Addis Abeba, Etiópia (PANA) - África continua atrasada em segurança alimentar apesar dos progressos registados nas taxas de crescimento no continente, segundo os documentos de base da oitava reunião do Comité sobre a Segurança Alimentar iniciada segunda-feira em Addis Abeba, capital etíope e sede da União Africana (UA).

"Apesar dos bons resultados caraterizados por taxas de crescimento económico elevadas durante a última década, África não fez progressos sensíveis em alguns grandes desafios que consistem, nomeadamente, em garantir a segurança alimentar e em criar empregos para os jovens, grupo da população em aumento constante", deploram os autores destes documentos a que a PANA teve acesso.

De 2011 a 2012, a situação da segurança alimentar não evoluiu muito no continente e, apesar dos casos encorajantes do Gana e do Malawi, dois países reconhecidos como tendo atingido a segurança alimentar graças às suas políticas e aos seus resultados agrícolas, "esta situação continuou inalterada  na maaioria dos paíss africanos, ou mesmo se agravou", sublinham os mesmos documentos.

Por outro lado, prosseguem, África ainda se ressente da crise dos preços alimentares de 2007-2008 que veio sublinhar a necessidade de se desenvolver verdadeiramente os sistemas alimentares e agrícolas da região.

Para o efeito, numerosos países africanos alinharam as suas estratégias sobre o processo do Programa Pormenorizado para o Desenvolvimento da Agricultura Africana (PDDAA) cuja aplicação beneficia de engajamento e apoio renovados desde 2008.

Muitos países instauraram igualmente planos e estratégias agrícolas nacionais no quadro dos quais prioridades de segurança alimentar são definidas para investimento e plano de apoio dos poderes públicos.
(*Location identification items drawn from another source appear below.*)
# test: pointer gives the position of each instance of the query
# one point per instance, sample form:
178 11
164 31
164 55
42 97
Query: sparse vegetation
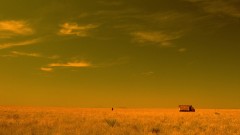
73 121
111 122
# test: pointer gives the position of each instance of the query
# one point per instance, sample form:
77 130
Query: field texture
74 121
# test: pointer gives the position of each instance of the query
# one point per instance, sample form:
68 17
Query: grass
75 121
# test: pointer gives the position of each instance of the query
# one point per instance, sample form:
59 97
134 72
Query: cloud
70 64
155 37
75 64
26 54
182 50
75 29
225 7
15 44
12 28
47 69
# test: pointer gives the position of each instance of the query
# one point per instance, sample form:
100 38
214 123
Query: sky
120 53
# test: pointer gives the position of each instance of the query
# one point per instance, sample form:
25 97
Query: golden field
124 121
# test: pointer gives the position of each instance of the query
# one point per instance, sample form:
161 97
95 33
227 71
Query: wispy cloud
26 54
11 28
76 29
46 69
71 64
161 38
30 54
181 50
225 7
74 64
21 43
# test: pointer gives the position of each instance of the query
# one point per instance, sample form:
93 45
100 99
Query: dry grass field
75 121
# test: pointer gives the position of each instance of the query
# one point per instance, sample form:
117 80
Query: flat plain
120 121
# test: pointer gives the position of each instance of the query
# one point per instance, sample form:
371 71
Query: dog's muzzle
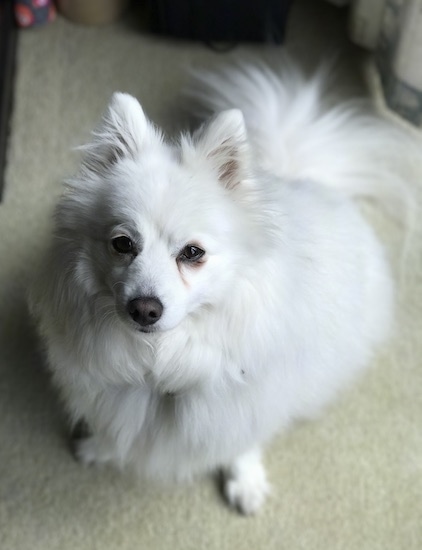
145 310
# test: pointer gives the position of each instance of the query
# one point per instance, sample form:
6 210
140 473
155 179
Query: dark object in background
221 20
7 66
32 13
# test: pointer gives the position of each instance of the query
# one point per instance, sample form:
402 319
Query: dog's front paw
246 486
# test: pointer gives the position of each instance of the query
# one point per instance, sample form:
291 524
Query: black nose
145 311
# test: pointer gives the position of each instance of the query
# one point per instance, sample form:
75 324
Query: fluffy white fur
287 305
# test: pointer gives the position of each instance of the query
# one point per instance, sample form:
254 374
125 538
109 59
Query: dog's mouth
146 330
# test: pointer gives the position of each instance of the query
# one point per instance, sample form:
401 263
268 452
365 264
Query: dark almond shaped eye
191 253
122 245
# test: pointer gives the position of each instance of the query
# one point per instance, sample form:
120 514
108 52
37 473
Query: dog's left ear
223 143
122 132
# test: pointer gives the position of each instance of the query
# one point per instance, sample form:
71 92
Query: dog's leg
245 482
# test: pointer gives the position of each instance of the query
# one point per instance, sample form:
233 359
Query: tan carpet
351 480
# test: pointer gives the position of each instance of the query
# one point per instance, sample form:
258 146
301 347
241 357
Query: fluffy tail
296 134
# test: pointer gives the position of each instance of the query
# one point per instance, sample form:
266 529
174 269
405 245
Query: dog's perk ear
121 133
223 142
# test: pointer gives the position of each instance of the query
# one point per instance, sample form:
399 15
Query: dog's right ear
122 133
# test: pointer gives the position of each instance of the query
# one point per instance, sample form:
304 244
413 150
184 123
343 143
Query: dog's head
159 229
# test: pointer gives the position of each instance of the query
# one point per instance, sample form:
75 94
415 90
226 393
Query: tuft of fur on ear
121 133
223 142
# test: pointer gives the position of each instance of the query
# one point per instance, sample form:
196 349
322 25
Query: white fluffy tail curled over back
295 134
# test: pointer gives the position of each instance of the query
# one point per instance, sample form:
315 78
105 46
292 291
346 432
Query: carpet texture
351 480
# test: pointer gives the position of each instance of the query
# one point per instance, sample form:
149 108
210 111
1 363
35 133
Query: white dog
201 294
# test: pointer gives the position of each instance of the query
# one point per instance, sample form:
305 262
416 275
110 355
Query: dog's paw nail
246 495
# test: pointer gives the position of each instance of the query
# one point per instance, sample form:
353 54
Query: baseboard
8 36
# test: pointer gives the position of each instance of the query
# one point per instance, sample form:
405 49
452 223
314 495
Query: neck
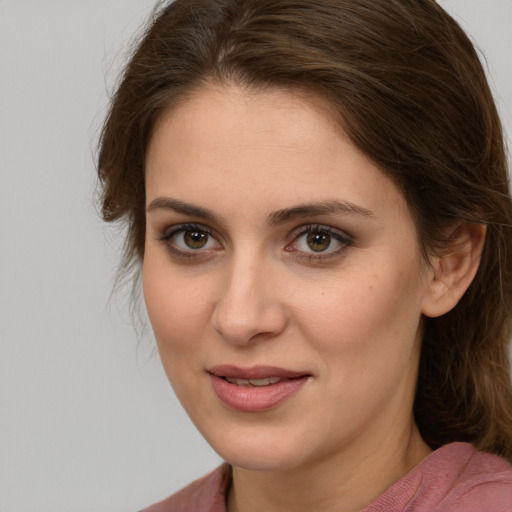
343 481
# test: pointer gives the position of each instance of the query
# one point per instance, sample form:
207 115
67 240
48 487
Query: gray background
87 419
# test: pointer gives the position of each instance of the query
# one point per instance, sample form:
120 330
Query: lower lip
255 399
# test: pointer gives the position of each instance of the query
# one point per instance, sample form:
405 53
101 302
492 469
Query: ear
453 271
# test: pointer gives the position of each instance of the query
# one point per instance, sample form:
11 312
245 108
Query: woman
316 192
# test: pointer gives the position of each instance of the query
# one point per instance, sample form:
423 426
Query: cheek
176 308
363 312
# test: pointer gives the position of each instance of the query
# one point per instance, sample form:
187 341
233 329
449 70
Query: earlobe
454 270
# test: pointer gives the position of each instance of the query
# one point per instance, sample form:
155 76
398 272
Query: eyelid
168 233
341 236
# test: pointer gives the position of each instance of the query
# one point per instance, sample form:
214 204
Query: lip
255 399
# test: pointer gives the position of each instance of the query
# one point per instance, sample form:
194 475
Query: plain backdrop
88 421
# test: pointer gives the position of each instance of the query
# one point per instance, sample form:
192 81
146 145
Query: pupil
319 241
195 239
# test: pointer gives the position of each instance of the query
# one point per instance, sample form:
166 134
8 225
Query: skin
350 316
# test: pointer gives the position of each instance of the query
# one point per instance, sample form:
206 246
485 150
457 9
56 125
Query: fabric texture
454 478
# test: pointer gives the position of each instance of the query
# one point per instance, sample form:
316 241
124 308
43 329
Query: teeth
247 383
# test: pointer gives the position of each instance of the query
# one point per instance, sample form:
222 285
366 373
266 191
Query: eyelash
342 238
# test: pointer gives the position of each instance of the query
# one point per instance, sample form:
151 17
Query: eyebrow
278 217
323 208
168 203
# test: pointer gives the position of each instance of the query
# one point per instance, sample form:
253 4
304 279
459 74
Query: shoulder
480 481
208 494
454 478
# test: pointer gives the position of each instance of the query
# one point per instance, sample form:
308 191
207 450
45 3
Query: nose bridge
248 306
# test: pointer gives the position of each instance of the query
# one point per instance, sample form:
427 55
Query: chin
259 452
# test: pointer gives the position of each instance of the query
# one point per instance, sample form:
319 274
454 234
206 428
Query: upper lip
254 372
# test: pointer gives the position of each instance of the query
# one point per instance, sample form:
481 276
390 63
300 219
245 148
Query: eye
188 239
320 241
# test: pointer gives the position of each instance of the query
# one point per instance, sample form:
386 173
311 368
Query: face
282 277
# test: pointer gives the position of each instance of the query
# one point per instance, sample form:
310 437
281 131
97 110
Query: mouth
255 389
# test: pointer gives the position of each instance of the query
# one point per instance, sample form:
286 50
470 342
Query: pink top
454 478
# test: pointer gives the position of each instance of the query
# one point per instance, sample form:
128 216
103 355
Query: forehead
229 146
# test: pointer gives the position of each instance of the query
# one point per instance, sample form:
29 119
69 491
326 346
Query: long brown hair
408 88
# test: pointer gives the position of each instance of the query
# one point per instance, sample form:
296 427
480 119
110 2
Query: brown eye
188 239
318 241
195 239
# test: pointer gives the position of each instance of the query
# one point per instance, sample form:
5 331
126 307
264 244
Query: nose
248 308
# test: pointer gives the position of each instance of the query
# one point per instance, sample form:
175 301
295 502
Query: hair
407 87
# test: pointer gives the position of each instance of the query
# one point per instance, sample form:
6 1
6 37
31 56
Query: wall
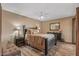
65 26
11 20
0 26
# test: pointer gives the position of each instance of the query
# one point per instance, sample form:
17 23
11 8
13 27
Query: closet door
0 27
77 27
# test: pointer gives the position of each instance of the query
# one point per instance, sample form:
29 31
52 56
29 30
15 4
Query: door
77 31
0 26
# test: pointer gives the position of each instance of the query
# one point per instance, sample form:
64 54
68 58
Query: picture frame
54 26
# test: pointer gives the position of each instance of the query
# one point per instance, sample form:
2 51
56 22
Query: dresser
57 35
19 42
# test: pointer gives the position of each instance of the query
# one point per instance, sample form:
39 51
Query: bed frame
38 43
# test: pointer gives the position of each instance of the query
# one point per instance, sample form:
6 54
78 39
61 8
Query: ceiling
49 10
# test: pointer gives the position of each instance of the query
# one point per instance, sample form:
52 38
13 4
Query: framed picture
54 26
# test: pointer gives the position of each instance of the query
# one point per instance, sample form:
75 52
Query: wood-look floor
62 49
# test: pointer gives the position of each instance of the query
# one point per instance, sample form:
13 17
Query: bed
42 42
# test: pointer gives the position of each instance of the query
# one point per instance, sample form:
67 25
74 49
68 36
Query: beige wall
10 20
65 26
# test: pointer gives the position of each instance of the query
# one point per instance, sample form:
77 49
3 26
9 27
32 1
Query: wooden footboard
37 42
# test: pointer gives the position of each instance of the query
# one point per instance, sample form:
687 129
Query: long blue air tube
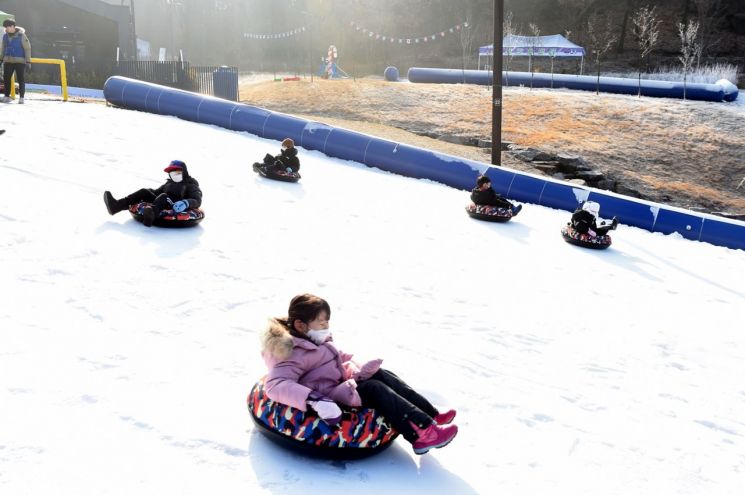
618 85
417 162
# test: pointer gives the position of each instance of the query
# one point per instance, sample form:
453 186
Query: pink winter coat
298 366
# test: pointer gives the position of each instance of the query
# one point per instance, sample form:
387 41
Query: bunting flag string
406 39
275 36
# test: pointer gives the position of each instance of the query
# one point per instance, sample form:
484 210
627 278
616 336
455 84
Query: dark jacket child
484 195
15 54
180 193
307 370
286 161
584 220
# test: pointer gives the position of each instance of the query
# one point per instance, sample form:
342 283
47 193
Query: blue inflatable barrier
391 74
721 91
420 163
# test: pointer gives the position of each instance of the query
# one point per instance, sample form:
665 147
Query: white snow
126 353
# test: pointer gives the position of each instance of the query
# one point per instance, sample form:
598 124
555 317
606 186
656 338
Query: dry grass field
690 154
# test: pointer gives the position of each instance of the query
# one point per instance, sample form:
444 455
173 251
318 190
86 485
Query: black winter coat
187 190
489 197
288 158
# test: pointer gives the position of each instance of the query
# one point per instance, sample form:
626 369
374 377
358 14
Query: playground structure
63 75
330 67
411 161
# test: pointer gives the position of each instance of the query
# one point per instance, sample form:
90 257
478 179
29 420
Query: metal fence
209 80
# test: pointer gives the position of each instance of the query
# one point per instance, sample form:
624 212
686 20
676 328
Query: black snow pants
397 402
160 202
20 70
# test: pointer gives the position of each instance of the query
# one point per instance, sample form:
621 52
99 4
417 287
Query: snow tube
276 174
361 433
489 213
169 218
573 237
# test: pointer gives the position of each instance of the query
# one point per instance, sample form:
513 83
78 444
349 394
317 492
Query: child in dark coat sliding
307 370
484 195
286 161
585 217
180 193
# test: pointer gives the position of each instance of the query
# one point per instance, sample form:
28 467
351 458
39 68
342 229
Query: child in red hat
180 193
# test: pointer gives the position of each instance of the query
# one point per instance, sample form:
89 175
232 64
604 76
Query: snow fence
721 91
416 162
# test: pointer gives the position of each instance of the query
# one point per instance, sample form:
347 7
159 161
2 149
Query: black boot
114 205
148 216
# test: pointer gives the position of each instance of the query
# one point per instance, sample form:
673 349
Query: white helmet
592 207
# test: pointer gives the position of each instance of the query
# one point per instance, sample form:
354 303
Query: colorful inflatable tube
361 433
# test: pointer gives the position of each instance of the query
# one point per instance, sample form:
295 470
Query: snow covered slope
126 353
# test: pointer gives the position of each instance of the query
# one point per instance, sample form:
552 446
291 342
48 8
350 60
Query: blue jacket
15 48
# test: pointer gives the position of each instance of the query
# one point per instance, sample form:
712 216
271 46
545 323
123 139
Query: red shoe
445 418
433 437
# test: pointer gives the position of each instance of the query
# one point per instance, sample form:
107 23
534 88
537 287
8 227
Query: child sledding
174 204
284 167
488 205
583 228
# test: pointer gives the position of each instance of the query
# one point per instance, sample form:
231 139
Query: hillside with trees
292 35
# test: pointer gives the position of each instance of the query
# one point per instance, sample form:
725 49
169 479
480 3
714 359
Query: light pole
132 28
309 23
496 112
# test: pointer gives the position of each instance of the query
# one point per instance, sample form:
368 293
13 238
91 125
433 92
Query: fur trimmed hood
276 340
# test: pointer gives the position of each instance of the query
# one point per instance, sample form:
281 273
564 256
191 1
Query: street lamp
496 114
309 23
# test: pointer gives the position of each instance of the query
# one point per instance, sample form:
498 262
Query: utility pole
133 29
496 112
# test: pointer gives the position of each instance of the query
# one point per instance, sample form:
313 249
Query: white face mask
318 336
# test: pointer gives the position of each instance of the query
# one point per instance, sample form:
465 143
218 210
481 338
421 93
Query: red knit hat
175 165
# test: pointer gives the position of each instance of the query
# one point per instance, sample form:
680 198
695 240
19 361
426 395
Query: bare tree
509 29
689 48
601 38
646 32
534 43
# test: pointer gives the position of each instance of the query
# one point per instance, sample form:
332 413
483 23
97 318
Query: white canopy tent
554 45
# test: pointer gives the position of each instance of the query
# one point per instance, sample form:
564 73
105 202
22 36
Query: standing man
15 53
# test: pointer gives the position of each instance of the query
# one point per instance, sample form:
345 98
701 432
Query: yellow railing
53 61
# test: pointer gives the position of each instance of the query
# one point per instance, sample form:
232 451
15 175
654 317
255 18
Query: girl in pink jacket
306 369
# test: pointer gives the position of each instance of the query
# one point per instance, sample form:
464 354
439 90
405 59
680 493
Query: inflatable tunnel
721 91
416 162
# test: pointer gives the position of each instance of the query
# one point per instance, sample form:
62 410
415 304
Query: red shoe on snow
445 418
433 437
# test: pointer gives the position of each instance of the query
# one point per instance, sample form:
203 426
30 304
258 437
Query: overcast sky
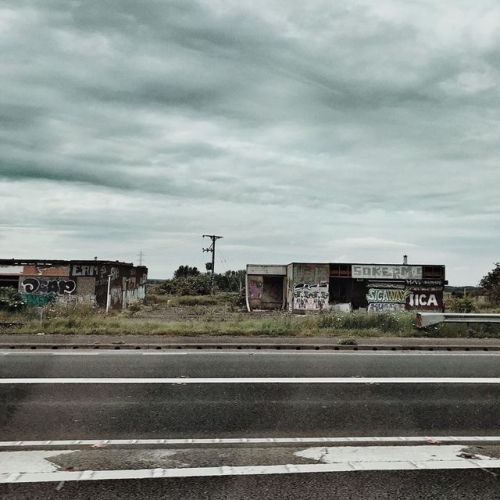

Segundo o relatório sobre o índice da fome divulgado pelo Instituto Internacional de Pesquisa sobre as Políticas Alimentares (IFPRI), no período de 1990 a 2011, este indicador baixou em 18 porcento na África Subsariana, ou seja nitidamente menos que na Ásia do Sul (25 porcento) e na região Médio Oriente/África do Norte (39 porcento).

De igual modo, o número de pessoas sub-alimentadas em África aumentou em 52,7 milhões entre 1990-1992 e 2006-2008 para atingir 239 milhões em 2010-2012.

Segundo os peritos, vários países africanos fizeram reais progressos, mas o problema persiste na maioria dos países do continente, nomeadamente na África Oriental, que registava 73 porcento do total estimado das pessoas que sofrem da fome no continente em 2006-2008.